Post-launch, Apple has facilitated application development for Vision Pro by releasing a suite of developer tools and compatibility assessment platforms. This initiative ensures that existing applications can be effortlessly adapted to the new platform, virtually eliminating any barriers for Apple developers to innovate and create new services. Leveraging tools like UEVR, which enables the conversion of traditional games into VR formats, a broad spectrum of applications is anticipated to emerge, further reinforced by Apple's robust brand presence.

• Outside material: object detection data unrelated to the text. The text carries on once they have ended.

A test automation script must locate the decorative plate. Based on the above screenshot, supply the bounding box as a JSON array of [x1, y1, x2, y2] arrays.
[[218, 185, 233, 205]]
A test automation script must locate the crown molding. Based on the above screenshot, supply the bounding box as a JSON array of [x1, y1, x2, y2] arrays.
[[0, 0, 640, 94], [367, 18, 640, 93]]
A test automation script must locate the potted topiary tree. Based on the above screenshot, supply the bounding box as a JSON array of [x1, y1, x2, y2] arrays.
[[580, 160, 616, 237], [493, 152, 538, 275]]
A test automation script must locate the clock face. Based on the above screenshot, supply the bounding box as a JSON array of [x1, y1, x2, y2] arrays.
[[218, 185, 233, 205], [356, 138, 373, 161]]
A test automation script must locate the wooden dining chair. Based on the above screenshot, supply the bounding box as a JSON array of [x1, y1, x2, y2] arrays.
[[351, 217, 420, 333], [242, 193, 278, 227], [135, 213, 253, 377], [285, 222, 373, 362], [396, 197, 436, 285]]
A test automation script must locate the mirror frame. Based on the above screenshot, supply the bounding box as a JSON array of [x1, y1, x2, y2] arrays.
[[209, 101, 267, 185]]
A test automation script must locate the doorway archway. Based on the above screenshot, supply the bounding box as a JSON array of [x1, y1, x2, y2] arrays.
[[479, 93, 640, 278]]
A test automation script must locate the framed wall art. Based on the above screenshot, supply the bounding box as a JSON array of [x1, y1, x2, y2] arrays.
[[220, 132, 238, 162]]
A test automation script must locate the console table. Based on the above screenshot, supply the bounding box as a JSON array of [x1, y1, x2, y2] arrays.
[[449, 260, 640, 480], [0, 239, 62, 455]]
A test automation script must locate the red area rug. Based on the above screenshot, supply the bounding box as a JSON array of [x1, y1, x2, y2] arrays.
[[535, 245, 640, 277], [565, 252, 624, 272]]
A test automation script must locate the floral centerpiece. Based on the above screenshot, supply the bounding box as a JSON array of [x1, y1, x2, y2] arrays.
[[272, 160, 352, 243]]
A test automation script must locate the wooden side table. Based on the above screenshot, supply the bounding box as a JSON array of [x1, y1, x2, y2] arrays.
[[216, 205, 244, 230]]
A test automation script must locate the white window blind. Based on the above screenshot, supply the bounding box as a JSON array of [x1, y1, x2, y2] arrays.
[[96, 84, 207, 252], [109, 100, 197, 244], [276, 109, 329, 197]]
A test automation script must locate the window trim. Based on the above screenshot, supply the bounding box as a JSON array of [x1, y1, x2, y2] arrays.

In terms of pricing, the $3499 price point, although seemingly steep, is expected to resonate with the market, especially given the promise of ample applications, a quality user experience, and Apple's established brand loyalty. Additionally, should Apple introduce a more budget-friendly version as speculated, the premium pricing of the Vision Pro could serve to accentuate the value proposition of the more economical model, potentially driving consumer interest towards it.
Chinese Micro OLED giant SeeYA poised to join Apple’s supply chain
For the Vision Pro—a mixed reality spatial computing device—high-resolution and refresh rate displays are essential for enhancing the immersive experience and preventing users from noticing pixilation. There are two main technological directions for Micro OLED: One uses white light OLED with color filters (WOLED), which, despite its high resolution (exceeding 4000 PPI as demonstrated by Sony in 2018), leads to significant loss in brightness.
The other method involves direct deposition of RGB pixels, improving brightness but lagging in resolution competition due to FMM limitations. Samsung-acquired eMagin uses SiN shadow mask (SNM) to achieve 2645 PPI, and FMM developer APS is using Laser Patterning technology, aiming to reach 4000 PPI by 2024.
The Micro OLED display used in Vision Pro, currently supplied exclusively by TSMC CMOS backplanes in combination with Sony’s deposition process, faces a production yield rate of only about 50%. This low yield contributes to the high cost of US$700 per pair of Micro OLED panels and limits Sony’s actual supply capacity to around 1 million panels this year, underscoring Micro OLED's pivotal role in influencing the cost efficiency and production scalability of Vision Pro.
Consequently, diversifying Micro OLED suppliers has become an urgent focus in Apple’s supply chain strategy. Alongside Sony, Apple is actively exploring partnerships with Chinese Micro OLED giant SeeYA, potentially bringing them on board as a secondary supplier as early as the third quarter of 2024.